Please also consider that depending on the cluster details (number of OSDs, stored data, cluster I/O, failure domains, etc.) the PGs on the down OSDs could be outdated to that extent that adding them back to the cluster could cause more load than adding new OSDs.
Solution
If you decide to retain those down OSDs and bring them back online these are the basic steps to achieve that.
My virtual lab environment is running in OpenStack, so to simulate a node failure I just deleted a virtual machine (VM), the OSD volumes were not deleted, of course. Then I launched a new VM, prepared it for Ceph usage and attached the OSD volumes to it.
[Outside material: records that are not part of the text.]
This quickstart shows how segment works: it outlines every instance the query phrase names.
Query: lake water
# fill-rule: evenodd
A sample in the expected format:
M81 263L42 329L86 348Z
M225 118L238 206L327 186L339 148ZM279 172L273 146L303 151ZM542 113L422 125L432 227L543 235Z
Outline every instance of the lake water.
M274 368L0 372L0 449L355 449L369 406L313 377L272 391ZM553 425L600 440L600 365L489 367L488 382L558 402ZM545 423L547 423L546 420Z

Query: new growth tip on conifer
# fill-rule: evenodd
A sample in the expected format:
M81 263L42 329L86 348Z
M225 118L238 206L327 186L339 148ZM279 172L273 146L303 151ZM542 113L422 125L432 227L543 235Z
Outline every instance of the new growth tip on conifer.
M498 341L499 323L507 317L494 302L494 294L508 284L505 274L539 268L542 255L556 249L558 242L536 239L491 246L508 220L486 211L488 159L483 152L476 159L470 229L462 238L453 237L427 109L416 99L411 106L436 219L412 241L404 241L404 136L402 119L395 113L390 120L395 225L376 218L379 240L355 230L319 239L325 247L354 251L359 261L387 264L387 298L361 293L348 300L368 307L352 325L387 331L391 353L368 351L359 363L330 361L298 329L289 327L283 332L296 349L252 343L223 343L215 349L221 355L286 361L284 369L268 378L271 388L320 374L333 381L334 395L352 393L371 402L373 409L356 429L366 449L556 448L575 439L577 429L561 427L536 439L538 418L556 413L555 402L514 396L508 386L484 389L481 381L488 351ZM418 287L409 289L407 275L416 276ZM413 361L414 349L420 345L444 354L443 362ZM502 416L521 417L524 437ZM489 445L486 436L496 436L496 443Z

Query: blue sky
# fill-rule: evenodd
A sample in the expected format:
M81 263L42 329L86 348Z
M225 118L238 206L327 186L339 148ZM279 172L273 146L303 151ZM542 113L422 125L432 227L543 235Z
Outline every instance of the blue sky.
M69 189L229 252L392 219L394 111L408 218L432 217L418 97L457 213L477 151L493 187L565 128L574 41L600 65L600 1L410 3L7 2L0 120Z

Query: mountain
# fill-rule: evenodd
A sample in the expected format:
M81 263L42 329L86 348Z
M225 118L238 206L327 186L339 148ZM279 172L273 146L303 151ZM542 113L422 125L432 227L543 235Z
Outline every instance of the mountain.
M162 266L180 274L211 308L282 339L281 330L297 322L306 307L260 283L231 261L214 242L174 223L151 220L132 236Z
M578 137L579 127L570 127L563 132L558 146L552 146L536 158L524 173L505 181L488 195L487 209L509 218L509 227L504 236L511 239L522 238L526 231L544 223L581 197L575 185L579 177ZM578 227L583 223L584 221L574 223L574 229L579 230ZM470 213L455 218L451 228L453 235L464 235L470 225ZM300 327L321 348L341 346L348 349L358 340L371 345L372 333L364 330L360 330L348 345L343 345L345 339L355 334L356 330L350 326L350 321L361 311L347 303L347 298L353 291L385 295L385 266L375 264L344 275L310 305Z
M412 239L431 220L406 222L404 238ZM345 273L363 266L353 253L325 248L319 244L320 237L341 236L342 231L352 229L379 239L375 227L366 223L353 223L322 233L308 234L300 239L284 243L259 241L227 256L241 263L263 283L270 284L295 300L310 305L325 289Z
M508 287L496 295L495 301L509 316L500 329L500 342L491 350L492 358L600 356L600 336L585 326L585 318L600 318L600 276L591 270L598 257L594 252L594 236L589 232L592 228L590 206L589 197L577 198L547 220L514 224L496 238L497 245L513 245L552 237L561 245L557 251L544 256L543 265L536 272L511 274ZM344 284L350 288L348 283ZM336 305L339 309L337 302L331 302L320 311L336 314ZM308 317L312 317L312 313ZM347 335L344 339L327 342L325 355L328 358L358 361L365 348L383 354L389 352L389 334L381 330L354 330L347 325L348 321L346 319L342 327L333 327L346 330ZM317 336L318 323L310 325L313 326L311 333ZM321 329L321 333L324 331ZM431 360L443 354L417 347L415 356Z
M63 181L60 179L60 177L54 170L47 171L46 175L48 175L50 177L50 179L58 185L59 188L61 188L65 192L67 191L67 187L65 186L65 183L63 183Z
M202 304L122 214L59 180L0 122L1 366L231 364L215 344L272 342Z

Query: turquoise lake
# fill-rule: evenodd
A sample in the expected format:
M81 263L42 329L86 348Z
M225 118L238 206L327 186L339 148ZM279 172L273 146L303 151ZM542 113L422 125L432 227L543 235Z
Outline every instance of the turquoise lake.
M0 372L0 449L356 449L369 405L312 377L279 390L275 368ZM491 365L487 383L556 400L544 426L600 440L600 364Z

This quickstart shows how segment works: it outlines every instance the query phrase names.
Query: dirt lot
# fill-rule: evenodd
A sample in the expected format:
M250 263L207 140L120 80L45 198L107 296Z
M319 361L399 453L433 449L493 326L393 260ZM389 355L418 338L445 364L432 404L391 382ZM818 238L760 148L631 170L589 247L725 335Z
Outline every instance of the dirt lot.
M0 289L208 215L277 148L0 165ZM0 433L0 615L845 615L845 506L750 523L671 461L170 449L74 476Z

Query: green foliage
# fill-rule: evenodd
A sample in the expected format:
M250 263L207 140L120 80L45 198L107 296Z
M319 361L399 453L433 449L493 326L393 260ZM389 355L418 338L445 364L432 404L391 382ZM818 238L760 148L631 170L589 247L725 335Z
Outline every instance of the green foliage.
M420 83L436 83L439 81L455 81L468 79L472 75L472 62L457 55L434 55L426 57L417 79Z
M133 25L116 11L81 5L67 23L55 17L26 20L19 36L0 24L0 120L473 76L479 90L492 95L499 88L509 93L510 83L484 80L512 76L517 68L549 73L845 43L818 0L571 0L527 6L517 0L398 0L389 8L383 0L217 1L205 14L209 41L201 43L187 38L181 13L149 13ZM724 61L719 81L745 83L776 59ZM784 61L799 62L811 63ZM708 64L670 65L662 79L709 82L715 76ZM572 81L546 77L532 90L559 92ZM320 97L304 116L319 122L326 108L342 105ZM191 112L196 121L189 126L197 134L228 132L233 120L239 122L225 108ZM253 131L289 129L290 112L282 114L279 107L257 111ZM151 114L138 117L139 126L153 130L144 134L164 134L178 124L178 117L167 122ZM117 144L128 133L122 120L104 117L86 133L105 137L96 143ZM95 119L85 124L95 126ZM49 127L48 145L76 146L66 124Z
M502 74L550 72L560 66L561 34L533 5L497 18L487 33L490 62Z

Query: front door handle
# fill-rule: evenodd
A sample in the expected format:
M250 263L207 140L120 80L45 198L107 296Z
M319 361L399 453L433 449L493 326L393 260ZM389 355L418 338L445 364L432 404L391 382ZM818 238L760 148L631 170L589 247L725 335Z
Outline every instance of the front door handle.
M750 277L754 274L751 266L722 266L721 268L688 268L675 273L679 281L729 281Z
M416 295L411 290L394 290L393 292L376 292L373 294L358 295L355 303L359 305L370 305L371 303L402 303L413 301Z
After the host was added to Ceph a “crash” container was already successfully deployed, so cephadm seemed to work properly confirmed by ceph-volume
command:
ses7-host1:~ # cephadm ceph-volume lvm list
Inferring fsid 7bdffde0-623f-11eb-b3db-fa163e672db2
Using recent ceph image registry.suse.com/ses/7/ceph/ceph:latest
[...]
Although the OSD activation with ceph-volume
failed I had the required information about those down OSDs:
- Path to block devices (data, db, wal)
- OSD FSID
- OSD ID
- Ceph FSID
- OSD keyring
Four of those five properties can be collected from the cephadm ceph-volume lvm list
output. The OSD keyring can be obtained from ceph auth get osd.<ID>
.
Since the crash container was already present the required parent directory was also present, for the rest I used a different OSD server as a template. These are the files I copied from a different server (except for the block and block.db devices, of course):
ses7-host1:~ # ls -1 /var/lib/ceph/7bdffde0-623f-11eb-b3db-fa163e672db2/osd.6/ block block.db ceph_fsid config fsid keyring ready require_osd_release type unit.configured unit.created unit.image unit.poststop unit.run whoami
I only needed to replace the contents of these five files with the correct keyring, OSD FSID, OSD ID:
- fsid
- keyring
- whoami
- unit.run
- unit.poststop
The next step was to create the symbolic links pointing to the correct block and block.db devices and change their ownership:
ses7-host1:/var/lib/ceph/<CEPH_FSID>/osd.<OSD_ID>/ # ln -s /dev/ceph-<VG>/osd-block-<LV> block ses7-host1:/var/lib/ceph/<CEPH_FSID>/osd.<OSD_ID>/ # ln -s /dev/ceph-<VG>/osd-block-<LV> block.db ses7-host1:~ # chown -R ceph.ceph /var/lib/ceph/<CEPH_FSID>/osd.<OSD_ID>/
And finally start the systemd unit:
ses7-host1:~ # systemctl start ceph-<CEPH_FSID>@osd.<OSD_ID>.service
After the first OSD started successfully I repeated this for all remaining OSDs on that server and all of them came back online without an issue. This has not been tested with encrypted OSDs, though, so I’m not sure what else is necessary in that case but maybe this procedure helps figuring that out. I also don’t know if there’s a smoother or even automated way to achieve this, I don’t think there currently is. Maybe (hopefully) someone is working on it though.
Disclaimer
The described steps have been executed in a lab environment. They worked for me but they might not work for you. If anything goes wrong while you try to reproduce the procedure it’s not my fault, but yours. And it’s yours to fix it!